Physical characteristics
- • location: Morgan County north of Waverly, Illinois
- • coordinates: 39°39′10″N 89°58′41″W﻿ / ﻿39.6528266°N 89.9781644°W
- • location: Confluence with Sugar Creek in Lake Springfield, Illinois
- • coordinates: 39°42′25″N 89°41′11″W﻿ / ﻿39.7069959°N 89.6864883°W
- • elevation: 574 ft (175 m)
- Length: 30 mi (48 km)

Basin features
- Progression: Lick Creek → Sugar Creek → Sangamon → Illinois → Mississippi → Gulf of Mexico
- GNIS ID: 412056

= Lick Creek (Sangamon River tributary) =

Lick Creek is a 30.6 mi tributary of Lake Springfield and thus a tributary of the Sangamon River in central Illinois.

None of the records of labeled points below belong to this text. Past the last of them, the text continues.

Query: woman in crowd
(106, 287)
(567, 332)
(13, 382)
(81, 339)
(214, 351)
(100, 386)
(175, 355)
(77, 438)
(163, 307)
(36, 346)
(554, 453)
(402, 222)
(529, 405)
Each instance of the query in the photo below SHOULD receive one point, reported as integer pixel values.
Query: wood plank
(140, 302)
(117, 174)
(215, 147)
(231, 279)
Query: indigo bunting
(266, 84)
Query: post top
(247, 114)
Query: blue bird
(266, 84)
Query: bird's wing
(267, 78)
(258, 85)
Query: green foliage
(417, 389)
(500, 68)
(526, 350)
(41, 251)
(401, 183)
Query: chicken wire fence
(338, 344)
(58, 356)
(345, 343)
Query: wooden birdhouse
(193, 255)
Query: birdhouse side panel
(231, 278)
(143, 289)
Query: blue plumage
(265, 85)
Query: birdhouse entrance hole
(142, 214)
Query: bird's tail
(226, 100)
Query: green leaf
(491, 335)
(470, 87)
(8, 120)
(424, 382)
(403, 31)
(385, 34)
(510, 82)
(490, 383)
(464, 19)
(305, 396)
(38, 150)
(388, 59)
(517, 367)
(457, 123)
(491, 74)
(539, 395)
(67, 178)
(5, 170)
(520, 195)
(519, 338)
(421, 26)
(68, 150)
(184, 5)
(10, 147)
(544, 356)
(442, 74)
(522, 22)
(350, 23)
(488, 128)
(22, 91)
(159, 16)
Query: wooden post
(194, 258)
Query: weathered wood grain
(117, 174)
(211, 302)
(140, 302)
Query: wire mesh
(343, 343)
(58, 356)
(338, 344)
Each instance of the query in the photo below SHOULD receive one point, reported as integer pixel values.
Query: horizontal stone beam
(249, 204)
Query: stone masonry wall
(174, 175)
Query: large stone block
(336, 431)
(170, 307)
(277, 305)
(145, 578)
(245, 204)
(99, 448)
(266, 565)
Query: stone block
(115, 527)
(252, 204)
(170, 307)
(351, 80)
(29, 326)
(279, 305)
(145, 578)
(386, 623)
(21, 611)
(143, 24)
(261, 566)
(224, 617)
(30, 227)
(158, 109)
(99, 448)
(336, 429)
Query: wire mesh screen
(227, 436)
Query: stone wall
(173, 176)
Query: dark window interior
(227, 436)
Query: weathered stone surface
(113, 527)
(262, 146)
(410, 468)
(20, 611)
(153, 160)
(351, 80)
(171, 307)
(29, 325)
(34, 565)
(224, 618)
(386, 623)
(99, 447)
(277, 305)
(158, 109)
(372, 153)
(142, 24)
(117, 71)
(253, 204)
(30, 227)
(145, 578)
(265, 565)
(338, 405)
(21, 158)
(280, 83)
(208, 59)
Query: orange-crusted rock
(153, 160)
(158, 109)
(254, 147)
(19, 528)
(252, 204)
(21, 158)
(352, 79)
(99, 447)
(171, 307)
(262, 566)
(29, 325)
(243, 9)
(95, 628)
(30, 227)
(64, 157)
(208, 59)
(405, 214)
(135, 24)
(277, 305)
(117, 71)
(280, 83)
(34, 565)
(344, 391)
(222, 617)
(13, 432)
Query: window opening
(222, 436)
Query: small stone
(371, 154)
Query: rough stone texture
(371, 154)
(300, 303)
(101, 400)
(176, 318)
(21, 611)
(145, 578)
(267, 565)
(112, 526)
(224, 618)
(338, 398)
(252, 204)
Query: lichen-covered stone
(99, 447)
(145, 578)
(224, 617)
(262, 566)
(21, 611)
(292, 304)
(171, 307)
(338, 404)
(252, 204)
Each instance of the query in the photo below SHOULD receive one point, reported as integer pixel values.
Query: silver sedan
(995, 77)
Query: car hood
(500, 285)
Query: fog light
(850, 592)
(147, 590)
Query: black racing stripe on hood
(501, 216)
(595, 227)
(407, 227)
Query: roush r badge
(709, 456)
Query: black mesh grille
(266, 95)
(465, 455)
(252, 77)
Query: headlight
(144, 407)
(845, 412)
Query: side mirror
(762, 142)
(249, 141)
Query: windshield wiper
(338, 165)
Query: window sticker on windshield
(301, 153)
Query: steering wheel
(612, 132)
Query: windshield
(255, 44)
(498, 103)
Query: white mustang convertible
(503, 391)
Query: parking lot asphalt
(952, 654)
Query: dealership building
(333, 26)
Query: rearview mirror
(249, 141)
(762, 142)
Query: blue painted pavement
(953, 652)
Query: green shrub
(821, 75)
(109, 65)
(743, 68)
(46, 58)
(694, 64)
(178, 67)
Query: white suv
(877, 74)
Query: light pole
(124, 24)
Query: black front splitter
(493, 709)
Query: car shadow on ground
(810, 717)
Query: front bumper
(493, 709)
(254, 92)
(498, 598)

It drains a large portion of southwestern Sangamon County and a marginal adjacent fragment of southeastern Morgan County. The drainage of Lick Creek includes all of Loami, Illinois and part of Chatham, Illinois.

Much of the Lick Creek drainage is intensely farmed arable land. The drainage also contains 460 acres of Wildlife Preserve natural area. When land parcels were condemned for Lake Springfield in the 1920s and 1930s, a large section of the lower Lick Creek bottomland was set aside as woodland to protect the lake's water quality. This 340 acre riparian zone was designated as the Lick Creek Wildlife Preserve by its owner, the Springfield, Illinois-based City Water, Light & Power, in 1991. According to Sangamon County, the watershed protection zone contains a notable grove of mixed sugar maples and chinkapin oaks. One chinkapin, located in Camp Widjiwagan, has been dated at more than 300 years of age. In addition, a 120 acre creekside parcel, the Nipper Wildlife Sanctuary near Loami, has been redesignated for restoration as tallgrass prairie.

Lick Creek gave its name to a short-lived Fourierite phalanx, a Utopian socialist community that operated near Loami in 1845–1846.

The Interurban Trail, a local bike trail, bridges the Lick Creek arm of Lake Springfield. The bridge area forms a local fishing hole.

The U.S. Geographic Names Information System (GNIS) shows 12 streams bearing the name Lick Creek in Illinois.